Coloque-se você, familiar, no lugar de um paciente. Até então, você é independente para as coisas mais simples e mais complexas da sua vida, desde caminhar, escolher a compra de seus alimentos, qual roupa usará, onde irá, em qual horário irá,até as atividades mais simples, como pentear seu cabelo, escovar seus dentes, ir ao banheiro sozinho.

Sem dúvidas a auto estima de um paciente pós AVC / AVE tem de ser muito trabalhada, colocar-se no lugar dele é um exercício fundamental para compreendermos a abordagem necessária, pois diversas atitudes poderão ser notadas.

Ansiedade: Somos imediatistas, e isso é uma característica nossa, após perdermos nossa liberdade, queremos restaura-la de imediato, o quanto antes, e poder sair para a nossa vida normal, porém, cada caso é um caso, e a extensão da lesão só pode ser percebida ao longo do tempo, com avaliações diárias, e conforme fatores como idade, alimentação, praticas desportivas, hábitos de vida somados ao tamanho da lesão, temos uma perspectiva do quão rápido o paciente poderá voltar a suas atividades, ainda que com adaptações.

É comum acontecer um desânimo, e junto dela vir uma negativa do tratamento, onde o paciente apenas quer ficar deitado, ou repousando, abre mão do convívio social de amigos e familiares, e deseja apenas ficar “quieto”. o período pós AVC / AVE pode vir acompanhado além das limitações, de dores, e tonturas, decorrentes das mudanças e adaptações ocorridas no fluxo sanguíneo de seu cérebro e alterações do sistema vestibular além de sensitivas e motoras.

Então o tratamento pode ser sim desconfortável no início.
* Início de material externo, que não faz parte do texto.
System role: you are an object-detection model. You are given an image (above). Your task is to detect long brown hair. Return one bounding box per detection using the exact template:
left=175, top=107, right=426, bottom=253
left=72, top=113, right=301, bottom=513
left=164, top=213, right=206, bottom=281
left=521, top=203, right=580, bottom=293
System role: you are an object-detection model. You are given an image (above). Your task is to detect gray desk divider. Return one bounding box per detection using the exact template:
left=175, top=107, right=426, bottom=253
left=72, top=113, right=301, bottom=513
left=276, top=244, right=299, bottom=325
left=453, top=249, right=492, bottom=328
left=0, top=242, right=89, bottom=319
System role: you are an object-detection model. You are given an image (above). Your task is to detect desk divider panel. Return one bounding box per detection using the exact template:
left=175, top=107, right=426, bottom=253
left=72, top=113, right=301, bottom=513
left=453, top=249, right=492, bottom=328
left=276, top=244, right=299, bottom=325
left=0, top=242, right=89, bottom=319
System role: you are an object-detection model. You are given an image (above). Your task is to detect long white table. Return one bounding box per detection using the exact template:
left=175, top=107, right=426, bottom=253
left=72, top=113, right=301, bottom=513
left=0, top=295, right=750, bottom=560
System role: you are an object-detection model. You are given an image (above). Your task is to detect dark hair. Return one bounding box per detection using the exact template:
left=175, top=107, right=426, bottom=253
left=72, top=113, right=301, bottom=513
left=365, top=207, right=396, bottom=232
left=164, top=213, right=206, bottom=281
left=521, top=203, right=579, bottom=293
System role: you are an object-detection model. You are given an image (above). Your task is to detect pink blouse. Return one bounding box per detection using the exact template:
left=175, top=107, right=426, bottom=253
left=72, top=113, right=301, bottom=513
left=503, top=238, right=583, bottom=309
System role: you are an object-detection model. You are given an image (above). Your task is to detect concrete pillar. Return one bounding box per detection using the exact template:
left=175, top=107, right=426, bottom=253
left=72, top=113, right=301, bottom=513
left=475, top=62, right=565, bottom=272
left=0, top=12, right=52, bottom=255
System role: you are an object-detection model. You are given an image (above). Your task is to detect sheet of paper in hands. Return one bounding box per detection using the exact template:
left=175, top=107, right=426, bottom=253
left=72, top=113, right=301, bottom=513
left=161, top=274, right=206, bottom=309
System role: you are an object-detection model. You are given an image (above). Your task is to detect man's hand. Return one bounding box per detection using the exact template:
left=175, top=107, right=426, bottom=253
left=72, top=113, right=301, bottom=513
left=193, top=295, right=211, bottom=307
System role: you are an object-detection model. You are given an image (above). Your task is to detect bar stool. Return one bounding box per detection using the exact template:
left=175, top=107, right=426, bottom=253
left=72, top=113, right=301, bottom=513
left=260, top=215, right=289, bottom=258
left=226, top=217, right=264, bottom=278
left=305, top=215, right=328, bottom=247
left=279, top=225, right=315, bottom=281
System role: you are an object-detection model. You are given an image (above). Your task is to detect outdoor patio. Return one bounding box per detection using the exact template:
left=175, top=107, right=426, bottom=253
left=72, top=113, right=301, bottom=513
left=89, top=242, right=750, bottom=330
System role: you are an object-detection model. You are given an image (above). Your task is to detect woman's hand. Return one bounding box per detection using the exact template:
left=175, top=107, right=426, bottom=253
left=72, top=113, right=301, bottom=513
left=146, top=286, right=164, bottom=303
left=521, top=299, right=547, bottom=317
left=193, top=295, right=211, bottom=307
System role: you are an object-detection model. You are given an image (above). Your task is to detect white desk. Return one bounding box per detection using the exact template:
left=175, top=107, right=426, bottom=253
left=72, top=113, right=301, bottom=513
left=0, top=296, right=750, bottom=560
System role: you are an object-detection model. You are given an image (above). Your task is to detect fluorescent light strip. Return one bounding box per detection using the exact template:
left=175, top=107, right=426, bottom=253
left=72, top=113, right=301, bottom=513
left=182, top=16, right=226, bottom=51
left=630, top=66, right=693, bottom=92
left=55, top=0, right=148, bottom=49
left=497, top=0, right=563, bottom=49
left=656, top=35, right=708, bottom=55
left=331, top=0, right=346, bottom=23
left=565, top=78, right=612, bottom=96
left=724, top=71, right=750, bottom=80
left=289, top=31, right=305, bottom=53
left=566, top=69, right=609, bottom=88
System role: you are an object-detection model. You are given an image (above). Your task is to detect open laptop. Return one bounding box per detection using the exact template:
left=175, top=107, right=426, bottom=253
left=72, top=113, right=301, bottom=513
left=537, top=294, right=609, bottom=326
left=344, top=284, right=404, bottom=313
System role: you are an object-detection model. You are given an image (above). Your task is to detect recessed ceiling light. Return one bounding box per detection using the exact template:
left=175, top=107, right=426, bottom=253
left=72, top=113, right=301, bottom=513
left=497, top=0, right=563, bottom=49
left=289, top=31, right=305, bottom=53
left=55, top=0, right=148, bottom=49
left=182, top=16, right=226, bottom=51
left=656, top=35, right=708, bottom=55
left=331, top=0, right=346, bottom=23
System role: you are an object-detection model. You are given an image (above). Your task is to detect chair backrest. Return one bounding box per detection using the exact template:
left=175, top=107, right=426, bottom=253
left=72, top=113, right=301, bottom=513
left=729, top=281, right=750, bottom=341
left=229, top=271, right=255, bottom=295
Neste momento se torna imprescindível o apoio da família, incentivando o paciente a prosseguir no tratamento, pois somente por meio deste a reabilitação ocorrerá, e a melhora do paciente varia muito de acordo com sua adesão, pacientes motivados, que aderem ao tratamento de forma espontânea ou que são aconselhados por sua família a aderir, tem um resultado muito melhor do que aqueles que realizam o tratamento sem o desejo de tratar-se.

O tratamento realizado pela fisioterapia neurológica tem de ser intenso, se possível diário. Quanto mais estímulos o paciente recebe logo após o AVC, melhor seu prognóstico, antecipada sua reabilitação e maior a qualidade e quantidade de movimentos.

Muito positiva pode ser a inclusão de um profissional de psicologia ao tratamento, pois este tem as ferramentas corretas para motivar / incentivar e esclarecer aos familiares e ao paciente as dificuldades do momento, e a importância de persistir.

O tratamento é eficaz, quanto antes melhor, e a vida de modo algum acaba num AVC. Melhor tratar-se um, dois, três anos e viver mais dez anos com qualidade, a deixar a vida passar numa cama. Reflita, coloque-se no lugar do paciente, não o abandone, quem tanto te amou merece uma vida plena para sempre.